Republicans worry Trump too vocal
Republicans are expressing growing concern that President Trump’s voluble communication style is becoming a liability that could get him into trouble at a time when controversy swirls around the White House.
Sen. Lindsey Graham (R-S.C.) during a Sunday show appearance expressed frustration over Trump discussing the FBI’s investigation into Russian election interference, saying it detracts from his agenda. A special counsel continues the probe into Russia’s meddling in the United States presidential election.
“You may be the first president in history to go down because you can’t stop inappropriately talking about an investigation that if you just were quiet, would clear you,” Graham said on CBS’s “Face the Nation.”
Graham’s comments came hours after Trump on Twitter said it was “cowardly” for former FBI Director James Comey to leak written memos of their conversations.
“It’s frustrating for me to want to help a man who I think will do big things no other Republican would do, like immigration,” Graham added.
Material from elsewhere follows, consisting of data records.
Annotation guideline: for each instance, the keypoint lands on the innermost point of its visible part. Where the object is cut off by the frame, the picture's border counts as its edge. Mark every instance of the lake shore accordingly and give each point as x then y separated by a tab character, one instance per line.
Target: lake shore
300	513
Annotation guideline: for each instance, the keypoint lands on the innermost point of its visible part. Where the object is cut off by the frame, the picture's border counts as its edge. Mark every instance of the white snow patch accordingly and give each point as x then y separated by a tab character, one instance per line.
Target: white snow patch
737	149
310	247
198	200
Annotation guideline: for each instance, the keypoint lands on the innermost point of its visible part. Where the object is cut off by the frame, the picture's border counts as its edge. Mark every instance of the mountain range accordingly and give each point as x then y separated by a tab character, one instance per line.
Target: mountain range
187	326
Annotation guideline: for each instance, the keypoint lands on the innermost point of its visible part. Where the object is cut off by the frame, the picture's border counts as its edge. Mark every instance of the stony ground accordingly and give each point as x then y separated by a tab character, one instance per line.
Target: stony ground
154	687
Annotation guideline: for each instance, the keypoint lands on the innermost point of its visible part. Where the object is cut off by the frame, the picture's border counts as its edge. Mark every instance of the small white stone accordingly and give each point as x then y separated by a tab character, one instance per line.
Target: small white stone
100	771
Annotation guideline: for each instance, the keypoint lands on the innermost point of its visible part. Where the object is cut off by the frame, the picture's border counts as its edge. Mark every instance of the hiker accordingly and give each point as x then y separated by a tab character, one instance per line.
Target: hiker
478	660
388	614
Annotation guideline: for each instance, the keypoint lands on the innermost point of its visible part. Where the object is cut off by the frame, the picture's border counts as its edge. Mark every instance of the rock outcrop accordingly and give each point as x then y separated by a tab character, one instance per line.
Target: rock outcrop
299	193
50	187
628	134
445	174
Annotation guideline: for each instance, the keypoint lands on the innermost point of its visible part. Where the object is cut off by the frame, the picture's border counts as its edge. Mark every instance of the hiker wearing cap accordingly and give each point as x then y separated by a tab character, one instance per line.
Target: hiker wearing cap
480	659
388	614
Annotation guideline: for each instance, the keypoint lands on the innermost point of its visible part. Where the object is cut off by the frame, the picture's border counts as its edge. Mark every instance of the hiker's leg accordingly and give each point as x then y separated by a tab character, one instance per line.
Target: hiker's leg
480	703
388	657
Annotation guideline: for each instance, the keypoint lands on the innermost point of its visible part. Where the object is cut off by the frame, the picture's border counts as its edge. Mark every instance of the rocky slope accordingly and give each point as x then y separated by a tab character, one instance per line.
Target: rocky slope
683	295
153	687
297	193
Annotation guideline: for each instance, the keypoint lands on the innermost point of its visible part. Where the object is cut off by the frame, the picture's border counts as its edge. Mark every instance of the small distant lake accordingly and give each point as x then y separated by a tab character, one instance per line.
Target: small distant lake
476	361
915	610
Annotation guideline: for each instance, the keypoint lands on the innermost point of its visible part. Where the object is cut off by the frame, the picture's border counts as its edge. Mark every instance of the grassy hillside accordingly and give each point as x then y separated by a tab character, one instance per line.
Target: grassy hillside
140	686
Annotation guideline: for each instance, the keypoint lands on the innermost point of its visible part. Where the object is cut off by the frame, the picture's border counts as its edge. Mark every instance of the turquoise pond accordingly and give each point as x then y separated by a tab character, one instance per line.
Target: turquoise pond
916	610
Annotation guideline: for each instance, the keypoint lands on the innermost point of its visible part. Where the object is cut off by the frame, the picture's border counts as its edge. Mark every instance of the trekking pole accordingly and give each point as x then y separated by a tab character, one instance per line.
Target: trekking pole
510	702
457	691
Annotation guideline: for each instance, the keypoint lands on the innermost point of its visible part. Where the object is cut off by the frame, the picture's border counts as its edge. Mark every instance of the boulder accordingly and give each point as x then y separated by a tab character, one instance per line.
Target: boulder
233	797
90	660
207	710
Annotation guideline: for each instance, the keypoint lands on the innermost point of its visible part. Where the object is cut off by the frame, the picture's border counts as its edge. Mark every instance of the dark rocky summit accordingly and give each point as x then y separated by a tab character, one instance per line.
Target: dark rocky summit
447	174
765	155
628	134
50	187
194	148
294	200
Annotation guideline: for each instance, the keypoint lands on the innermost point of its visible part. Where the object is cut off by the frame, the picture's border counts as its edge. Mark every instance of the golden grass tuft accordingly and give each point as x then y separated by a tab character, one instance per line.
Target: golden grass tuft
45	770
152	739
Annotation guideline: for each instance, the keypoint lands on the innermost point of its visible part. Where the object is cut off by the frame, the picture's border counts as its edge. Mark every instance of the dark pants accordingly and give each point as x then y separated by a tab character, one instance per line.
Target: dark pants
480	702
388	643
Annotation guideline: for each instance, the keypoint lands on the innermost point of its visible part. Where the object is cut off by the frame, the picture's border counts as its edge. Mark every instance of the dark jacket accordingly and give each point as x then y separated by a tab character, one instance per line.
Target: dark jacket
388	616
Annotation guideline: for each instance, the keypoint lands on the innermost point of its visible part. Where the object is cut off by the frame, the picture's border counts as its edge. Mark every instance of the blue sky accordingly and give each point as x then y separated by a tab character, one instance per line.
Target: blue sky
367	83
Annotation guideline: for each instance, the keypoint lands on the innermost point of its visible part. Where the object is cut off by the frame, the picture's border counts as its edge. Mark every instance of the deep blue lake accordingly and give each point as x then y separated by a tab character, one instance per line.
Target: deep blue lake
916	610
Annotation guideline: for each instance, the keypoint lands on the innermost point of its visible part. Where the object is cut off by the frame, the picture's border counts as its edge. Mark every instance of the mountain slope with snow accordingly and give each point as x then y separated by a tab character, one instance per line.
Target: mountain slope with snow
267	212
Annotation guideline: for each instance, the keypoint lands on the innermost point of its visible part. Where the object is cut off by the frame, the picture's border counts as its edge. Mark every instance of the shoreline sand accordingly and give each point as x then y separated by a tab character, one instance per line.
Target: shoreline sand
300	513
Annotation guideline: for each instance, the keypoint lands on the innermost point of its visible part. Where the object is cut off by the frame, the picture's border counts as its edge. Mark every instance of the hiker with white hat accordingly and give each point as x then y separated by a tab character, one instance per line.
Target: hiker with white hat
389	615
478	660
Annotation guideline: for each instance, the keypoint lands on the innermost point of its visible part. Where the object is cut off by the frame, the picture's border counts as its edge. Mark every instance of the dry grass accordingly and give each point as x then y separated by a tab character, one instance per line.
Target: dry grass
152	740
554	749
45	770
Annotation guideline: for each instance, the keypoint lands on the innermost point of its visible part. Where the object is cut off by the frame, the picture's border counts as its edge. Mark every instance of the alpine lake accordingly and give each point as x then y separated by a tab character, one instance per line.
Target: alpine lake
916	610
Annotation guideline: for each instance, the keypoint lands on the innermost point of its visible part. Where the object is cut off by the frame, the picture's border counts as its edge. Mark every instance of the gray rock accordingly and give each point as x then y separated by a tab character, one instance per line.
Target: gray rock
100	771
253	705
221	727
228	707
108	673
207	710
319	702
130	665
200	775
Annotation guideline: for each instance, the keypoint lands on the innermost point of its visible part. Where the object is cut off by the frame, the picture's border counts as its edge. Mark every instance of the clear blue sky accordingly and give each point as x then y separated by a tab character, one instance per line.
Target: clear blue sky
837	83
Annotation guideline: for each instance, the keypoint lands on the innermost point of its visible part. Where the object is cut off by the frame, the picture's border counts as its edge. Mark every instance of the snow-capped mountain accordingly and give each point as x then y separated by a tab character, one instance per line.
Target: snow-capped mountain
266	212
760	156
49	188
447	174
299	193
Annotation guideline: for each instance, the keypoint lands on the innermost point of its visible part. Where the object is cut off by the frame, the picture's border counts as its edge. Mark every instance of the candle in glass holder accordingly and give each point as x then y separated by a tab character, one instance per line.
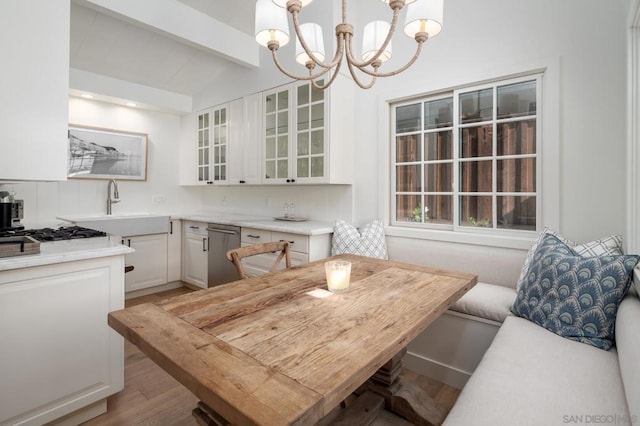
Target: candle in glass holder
338	275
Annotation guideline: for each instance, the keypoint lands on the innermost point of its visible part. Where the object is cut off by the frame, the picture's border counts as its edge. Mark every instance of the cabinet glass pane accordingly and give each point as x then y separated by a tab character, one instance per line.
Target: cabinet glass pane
283	100
408	118
408	178
317	116
270	169
270	125
303	144
270	148
303	94
283	122
283	146
270	103
476	106
303	167
516	100
317	142
283	168
317	95
303	118
317	166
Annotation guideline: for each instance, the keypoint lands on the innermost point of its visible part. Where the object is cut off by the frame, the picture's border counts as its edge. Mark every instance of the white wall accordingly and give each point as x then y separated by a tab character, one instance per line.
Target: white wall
44	201
584	46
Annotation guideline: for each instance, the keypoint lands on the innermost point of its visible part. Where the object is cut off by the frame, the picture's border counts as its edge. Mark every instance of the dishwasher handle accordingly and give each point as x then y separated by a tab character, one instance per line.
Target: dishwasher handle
222	231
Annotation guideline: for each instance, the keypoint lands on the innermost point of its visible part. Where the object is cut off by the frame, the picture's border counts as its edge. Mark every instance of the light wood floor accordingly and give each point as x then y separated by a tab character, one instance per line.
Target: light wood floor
152	397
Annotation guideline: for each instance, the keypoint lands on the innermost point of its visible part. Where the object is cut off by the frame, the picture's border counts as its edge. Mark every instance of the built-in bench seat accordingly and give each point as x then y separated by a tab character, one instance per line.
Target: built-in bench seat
531	376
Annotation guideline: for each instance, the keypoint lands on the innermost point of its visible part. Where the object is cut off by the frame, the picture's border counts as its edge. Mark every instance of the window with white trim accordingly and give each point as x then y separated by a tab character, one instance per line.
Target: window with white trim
468	159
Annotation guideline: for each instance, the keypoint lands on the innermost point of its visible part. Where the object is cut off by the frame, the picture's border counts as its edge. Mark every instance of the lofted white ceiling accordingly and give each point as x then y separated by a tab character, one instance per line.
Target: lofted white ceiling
114	46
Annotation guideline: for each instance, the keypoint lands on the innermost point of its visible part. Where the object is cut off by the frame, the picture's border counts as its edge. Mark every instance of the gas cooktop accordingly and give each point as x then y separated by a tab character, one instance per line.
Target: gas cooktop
51	234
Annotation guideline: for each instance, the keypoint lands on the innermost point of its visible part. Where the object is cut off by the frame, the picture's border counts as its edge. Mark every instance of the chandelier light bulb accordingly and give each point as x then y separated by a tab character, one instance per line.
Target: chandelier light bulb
283	3
312	35
374	35
424	16
423	21
271	24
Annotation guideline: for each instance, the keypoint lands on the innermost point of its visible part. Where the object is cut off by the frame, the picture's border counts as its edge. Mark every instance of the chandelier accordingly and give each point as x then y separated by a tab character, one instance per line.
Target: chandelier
423	20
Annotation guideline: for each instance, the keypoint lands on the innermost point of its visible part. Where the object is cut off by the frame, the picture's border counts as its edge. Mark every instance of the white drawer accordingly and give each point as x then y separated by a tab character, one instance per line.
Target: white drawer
299	242
199	228
255	236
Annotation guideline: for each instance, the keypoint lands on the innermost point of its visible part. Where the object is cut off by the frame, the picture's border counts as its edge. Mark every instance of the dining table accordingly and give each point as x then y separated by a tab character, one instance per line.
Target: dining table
280	349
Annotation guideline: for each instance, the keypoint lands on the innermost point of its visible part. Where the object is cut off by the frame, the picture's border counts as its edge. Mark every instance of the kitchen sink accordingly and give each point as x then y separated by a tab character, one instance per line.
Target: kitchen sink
125	224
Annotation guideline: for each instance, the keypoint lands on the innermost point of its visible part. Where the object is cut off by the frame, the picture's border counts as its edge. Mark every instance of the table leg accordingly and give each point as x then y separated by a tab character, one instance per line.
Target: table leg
403	395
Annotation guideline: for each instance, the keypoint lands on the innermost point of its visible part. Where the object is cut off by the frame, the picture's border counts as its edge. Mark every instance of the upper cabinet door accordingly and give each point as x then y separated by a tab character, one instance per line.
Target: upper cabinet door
277	135
34	40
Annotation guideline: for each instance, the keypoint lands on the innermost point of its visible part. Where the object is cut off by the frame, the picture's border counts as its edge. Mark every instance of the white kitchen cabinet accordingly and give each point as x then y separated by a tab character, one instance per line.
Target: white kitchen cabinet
35	90
174	251
303	248
149	261
59	356
213	144
308	134
195	248
245	140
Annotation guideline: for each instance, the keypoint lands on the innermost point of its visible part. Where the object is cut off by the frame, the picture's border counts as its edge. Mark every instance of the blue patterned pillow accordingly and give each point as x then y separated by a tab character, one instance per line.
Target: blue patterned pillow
575	297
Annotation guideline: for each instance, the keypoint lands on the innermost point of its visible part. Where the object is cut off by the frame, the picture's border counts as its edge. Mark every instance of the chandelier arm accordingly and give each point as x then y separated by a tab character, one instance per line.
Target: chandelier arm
337	57
392	28
311	76
353	73
328	83
375	73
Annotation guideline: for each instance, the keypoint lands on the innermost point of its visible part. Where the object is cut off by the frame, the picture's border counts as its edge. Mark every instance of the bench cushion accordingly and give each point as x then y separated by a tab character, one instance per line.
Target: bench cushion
628	346
488	301
530	376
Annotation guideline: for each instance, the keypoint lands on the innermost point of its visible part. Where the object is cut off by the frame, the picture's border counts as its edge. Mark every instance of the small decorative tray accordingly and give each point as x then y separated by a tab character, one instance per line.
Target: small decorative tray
292	219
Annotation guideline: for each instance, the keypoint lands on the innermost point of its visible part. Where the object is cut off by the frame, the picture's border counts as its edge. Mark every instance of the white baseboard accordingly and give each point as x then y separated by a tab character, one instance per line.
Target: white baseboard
436	370
151	290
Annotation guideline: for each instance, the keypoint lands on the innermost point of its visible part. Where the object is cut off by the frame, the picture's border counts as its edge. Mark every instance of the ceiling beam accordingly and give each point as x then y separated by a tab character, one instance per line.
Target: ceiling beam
184	24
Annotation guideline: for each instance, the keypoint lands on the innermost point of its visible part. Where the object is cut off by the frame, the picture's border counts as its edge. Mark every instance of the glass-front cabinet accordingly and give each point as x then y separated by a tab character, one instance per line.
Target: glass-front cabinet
295	153
213	145
290	134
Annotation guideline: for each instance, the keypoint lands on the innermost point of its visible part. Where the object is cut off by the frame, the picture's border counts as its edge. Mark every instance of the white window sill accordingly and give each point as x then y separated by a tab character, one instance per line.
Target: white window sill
460	237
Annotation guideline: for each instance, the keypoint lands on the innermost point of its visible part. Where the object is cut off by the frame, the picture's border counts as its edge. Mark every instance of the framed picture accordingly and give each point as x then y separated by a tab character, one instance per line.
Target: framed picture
96	153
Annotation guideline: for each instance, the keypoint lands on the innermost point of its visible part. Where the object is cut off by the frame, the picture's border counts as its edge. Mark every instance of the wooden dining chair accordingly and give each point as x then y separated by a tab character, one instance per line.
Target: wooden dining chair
236	255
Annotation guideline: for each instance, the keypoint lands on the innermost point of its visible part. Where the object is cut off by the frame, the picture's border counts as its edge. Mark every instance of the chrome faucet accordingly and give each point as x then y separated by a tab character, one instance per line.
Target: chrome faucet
116	196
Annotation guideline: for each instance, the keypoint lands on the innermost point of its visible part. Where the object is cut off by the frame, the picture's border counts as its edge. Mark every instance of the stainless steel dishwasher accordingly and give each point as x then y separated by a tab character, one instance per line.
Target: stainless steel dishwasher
221	239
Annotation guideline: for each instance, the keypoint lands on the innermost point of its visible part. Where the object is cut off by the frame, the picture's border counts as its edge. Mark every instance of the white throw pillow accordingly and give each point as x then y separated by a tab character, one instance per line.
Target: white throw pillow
369	242
608	246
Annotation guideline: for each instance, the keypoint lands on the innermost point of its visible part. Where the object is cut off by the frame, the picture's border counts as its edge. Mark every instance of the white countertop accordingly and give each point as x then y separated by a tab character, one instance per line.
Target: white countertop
66	251
308	227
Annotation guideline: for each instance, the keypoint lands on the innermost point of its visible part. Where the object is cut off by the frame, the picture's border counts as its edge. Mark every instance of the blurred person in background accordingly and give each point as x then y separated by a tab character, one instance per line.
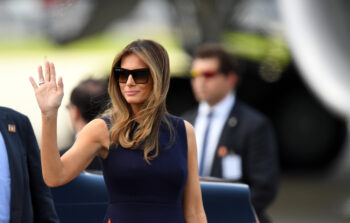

Comey last week testified that Trump during a private meeting asked him to “let go” of the bureau’s probe into former national security adviser Michael Flynn. Trump’s lawyer denied this claim in a statement following Comey’s testimony.
The day after Comey’s testimony, Trump called Comey “a leaker” and said he felt “total and complete vindication” after the former FBI chief appeared in front of the Senate Intelligence Committee.
“Despite so many false statements and lies, total and complete vindication…and WOW, Comey is a leaker!” Trump said.
Ari Fleischer, who served as former President George W. Bush’s press secretary, also cautioned that Trump should “stop talking” because it could lead to “a perjury trap.”
“Advice 4 POTUS: You have not been vindicated. U won’t be unless Bob Mueller says so. Stop talking. You’re heading into a giant perjury trap,” Fleischer wrote on Twitter Sunday morning.
Republican lawmakers in the wake of Comey’s testimony have described Trump’s conversations with the former FBI director as “inappropriate,” but stopped short of saying the president obstructed justice.
“So this looks more like an inappropriate conversation than obstruction,” Sen. James Lankford (R-Okla.) told CBS’s John Dickerson on Sunday.
Sen. Susan Collins (R-Maine) also said Trump should not have discussed the FBI’s investigation into Flynn with Comey.
“The conversation should not have occurred. There’s no doubt about it,” she told CNN’s “State of the Union.”